American war in Afghanistan caused the rapid arrival of the Taliban into Pakistan’s tribal west in the early 2000s. Seeking access to Kabul – routes controlled by Shias on the Pakistani side of the border – the Taliban exploited the sectarian divides created by General Zia and the US in the 1980s to galvanize Sunni opposition against local Shias. The mobilization met the approbation of anti-Shia Deobandi militias active in Punjab and Sindh. Shia response – the organization of local retaliatory militias – exacerbated the conflict, and a redoubled anti-Shia campaign gripped Pakistan’s western provinces. The growing organizational assistance provided by trans-national groups such as Al Qaeda to the Taliban and anti-Shia militancies, too, worsened the violence.
Meanwhile, the U.S. invasion of Iraq – the intellectual compass for Pakistani Shias prior to the Iranian revolution – provided the political landscape to bring Shia-Sunni tensions into relief. As Najaf saw violence, and Saudi tanks rolled into Bahrain, Karachi, Lahore and Peshawar saw Deobandi protests rock the streets in support of Middle-Eastern Sunnis. Shias, initially supportive of Saddam’s ouster, whose oppression of Shias they had been protesting since the 1970s, recoiled from the sectarian carnage unleashed by American ineptitude. Perceiving Sunni persecution in their holy lands, Shia response in Pakistan was to increasingly assert political identity through greater participation in religious processions and ceremonies, activities that invariably attracted the violent attention of Deobandi militants.

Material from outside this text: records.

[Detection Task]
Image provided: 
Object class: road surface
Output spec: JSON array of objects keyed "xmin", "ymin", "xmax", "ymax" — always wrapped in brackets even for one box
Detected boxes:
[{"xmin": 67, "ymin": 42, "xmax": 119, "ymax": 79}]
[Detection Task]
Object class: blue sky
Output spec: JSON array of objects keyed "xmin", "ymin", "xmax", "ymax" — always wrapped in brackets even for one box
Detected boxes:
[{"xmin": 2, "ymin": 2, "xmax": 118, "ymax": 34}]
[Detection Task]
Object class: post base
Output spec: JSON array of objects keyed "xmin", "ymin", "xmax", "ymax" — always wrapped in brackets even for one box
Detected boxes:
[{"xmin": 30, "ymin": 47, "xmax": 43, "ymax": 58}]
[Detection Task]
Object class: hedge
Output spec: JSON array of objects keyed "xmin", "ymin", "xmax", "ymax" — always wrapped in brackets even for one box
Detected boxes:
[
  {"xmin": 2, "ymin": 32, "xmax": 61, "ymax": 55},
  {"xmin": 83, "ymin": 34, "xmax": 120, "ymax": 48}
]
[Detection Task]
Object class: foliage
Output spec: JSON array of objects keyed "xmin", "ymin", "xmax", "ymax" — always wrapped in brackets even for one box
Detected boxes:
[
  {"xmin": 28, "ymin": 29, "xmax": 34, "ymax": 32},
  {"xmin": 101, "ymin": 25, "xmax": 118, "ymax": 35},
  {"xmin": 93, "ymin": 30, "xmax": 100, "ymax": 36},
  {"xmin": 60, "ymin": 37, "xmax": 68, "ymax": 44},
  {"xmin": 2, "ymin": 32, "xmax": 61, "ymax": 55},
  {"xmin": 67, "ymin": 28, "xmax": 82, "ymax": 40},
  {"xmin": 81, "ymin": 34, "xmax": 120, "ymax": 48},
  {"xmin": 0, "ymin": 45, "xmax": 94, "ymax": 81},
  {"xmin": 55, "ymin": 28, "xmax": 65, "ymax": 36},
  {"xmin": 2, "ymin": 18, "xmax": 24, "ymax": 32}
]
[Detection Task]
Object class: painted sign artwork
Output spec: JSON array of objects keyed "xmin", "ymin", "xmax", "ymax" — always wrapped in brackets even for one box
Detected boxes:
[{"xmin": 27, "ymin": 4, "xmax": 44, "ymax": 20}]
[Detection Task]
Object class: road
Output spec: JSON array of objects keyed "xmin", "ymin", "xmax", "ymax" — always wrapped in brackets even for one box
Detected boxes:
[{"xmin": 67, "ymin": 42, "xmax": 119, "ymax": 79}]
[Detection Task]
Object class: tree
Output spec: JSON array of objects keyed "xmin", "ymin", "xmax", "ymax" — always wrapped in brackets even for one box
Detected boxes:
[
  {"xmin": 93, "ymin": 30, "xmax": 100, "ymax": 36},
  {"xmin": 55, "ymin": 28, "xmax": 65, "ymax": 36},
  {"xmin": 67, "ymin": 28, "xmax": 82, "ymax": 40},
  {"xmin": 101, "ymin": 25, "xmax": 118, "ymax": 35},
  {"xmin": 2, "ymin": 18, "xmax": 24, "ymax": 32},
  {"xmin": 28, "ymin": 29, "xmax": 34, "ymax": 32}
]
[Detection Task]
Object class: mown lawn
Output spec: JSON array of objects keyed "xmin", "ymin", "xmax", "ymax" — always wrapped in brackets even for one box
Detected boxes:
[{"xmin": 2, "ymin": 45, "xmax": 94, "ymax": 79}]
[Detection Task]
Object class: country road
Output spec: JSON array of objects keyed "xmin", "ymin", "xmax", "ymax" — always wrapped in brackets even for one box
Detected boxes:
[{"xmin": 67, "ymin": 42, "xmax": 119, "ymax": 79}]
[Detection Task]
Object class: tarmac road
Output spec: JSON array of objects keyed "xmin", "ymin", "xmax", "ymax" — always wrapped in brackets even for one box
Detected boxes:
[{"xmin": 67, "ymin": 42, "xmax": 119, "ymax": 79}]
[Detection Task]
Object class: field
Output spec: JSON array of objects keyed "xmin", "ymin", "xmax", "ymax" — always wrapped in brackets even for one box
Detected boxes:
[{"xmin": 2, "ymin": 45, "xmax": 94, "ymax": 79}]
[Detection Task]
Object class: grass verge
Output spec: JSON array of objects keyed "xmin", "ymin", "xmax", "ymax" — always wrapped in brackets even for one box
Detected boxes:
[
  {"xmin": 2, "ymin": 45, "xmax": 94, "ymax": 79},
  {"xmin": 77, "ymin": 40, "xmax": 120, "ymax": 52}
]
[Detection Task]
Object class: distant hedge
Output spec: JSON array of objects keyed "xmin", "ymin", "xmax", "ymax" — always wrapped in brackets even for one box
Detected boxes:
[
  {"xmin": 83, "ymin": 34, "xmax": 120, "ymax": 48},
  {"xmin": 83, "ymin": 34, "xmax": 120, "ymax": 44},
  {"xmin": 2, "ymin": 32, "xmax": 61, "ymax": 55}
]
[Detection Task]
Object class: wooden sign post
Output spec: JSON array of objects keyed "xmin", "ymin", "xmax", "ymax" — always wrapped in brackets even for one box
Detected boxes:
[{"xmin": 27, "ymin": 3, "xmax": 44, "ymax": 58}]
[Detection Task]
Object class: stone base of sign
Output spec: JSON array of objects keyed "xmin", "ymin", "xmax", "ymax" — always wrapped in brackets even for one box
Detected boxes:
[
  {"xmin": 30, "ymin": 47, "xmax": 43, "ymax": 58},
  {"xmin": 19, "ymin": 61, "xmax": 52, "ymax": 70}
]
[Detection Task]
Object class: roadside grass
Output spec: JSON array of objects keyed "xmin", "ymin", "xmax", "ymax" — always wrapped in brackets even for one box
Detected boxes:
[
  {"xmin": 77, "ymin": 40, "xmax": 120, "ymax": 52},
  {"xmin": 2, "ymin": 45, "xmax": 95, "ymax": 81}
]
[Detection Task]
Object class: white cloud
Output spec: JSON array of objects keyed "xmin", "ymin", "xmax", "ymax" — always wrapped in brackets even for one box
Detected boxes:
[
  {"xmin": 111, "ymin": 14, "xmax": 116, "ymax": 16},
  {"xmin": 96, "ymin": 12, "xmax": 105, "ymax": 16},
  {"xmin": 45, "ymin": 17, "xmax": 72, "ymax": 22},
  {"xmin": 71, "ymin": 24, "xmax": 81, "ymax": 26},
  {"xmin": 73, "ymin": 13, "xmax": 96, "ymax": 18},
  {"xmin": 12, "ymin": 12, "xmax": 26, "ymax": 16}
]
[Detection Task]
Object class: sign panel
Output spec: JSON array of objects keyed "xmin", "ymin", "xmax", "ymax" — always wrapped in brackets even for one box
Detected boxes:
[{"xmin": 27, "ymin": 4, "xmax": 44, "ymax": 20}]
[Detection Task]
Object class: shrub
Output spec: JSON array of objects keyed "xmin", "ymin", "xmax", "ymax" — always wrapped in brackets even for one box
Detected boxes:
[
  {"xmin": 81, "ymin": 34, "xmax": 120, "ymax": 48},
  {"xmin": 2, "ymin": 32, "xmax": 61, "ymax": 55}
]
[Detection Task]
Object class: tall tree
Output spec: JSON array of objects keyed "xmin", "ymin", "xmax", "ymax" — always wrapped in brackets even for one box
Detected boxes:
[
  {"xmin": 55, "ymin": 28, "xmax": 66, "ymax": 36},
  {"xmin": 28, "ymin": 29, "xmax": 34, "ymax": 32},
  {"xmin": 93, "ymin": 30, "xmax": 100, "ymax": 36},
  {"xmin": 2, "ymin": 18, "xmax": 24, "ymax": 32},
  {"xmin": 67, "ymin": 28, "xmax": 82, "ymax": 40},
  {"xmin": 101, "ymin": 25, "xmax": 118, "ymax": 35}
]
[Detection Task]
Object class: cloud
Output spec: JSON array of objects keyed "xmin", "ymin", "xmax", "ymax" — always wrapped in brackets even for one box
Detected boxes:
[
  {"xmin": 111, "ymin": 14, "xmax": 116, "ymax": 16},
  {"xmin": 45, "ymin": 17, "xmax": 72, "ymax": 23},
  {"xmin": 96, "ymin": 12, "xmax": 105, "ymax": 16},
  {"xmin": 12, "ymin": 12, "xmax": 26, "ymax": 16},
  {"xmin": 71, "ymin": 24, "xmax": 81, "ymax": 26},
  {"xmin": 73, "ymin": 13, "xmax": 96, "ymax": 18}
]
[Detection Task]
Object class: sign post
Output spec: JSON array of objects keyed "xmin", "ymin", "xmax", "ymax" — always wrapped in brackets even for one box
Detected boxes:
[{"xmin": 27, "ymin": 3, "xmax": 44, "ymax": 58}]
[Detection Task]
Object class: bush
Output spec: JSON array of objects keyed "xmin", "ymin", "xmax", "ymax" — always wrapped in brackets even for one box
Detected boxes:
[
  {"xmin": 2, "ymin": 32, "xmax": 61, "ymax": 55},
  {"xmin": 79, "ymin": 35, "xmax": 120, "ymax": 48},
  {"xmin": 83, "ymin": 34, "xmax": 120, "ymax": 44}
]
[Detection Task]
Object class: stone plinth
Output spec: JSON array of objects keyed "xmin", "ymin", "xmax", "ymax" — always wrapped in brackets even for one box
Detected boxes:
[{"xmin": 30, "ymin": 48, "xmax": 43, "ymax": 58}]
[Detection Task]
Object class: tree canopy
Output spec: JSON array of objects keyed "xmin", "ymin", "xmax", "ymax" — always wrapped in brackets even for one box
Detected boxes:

Buffeted by these international winds, communitarian conflict in Pakistan has been worsening since 2001. In 2007, Pakistan, with the exception of Iraq, became the only country where a majority of the suicide bombings were driven by sectarian strife.
2012 proved a particularly harsh year for the Shia community. In Pakistan’s tribal northwest, the Taliban imposed an economic blockade on Shia tribes to wrest control of routes to Kabul from them. Car bombs, bus attacks and targeted assassinations claimed over eighty Shia lives in the tribal regions of Pakistan. In urban centers, the sectarian outfits of Zia’s time continued their killing spree. Karachi saw the violent murder of over a hundred and fifty Shias, among them were prominent leaders such as Allama Aftab Ahmed Jaffery, Head of the Palestine Foundation of Pakistan. The garrison town of Rawalpindi saw the killing of 24 Shias when a procession was attacked by unidentified gunmen. In the western province of Balochistan, among the systematic persecution of Shias of all sorts, Hazara Shias have faced unrelenting violence, and lost over a hundred community members in the last year.
“[T]here are significantly more Shias in Pakistan than Iraq,” reports the Department of Peace Studies at the University of Bradford, “giving a rationale for the continuation of both outside Sunni and Shia involvement in sectarianism in Pakistan.” With Iraq left in sectarian turmoil, and Syria’s pro-Shia strongman Bashar Al-Assad battling a Saudi and Sunni backed insurgency, developments in the Middle East indicate an exacerbation of the conflict in Pakistan. Trans-national and extra-national movements shall be quick to exploit these developments to arm and deploy sectarian militias in the country, the consequences of which could be disastrous.
Shia response in the country has hitherto been overwhelmingly pacifist, but attacks like the one on December 30th raise the specter of retaliatory violence, increasingly seen as the sole option available to the community. In a recent speech, a Hazara woman warned: “When hope is lost, all is lost. We are reaching that point where we lose hope permanently. Save us before that day comes.”
Inflamed by the War on Terror, this relatively untold story could be, as a Norwegian think tank termed, “Pakistan’s greatest security threat.”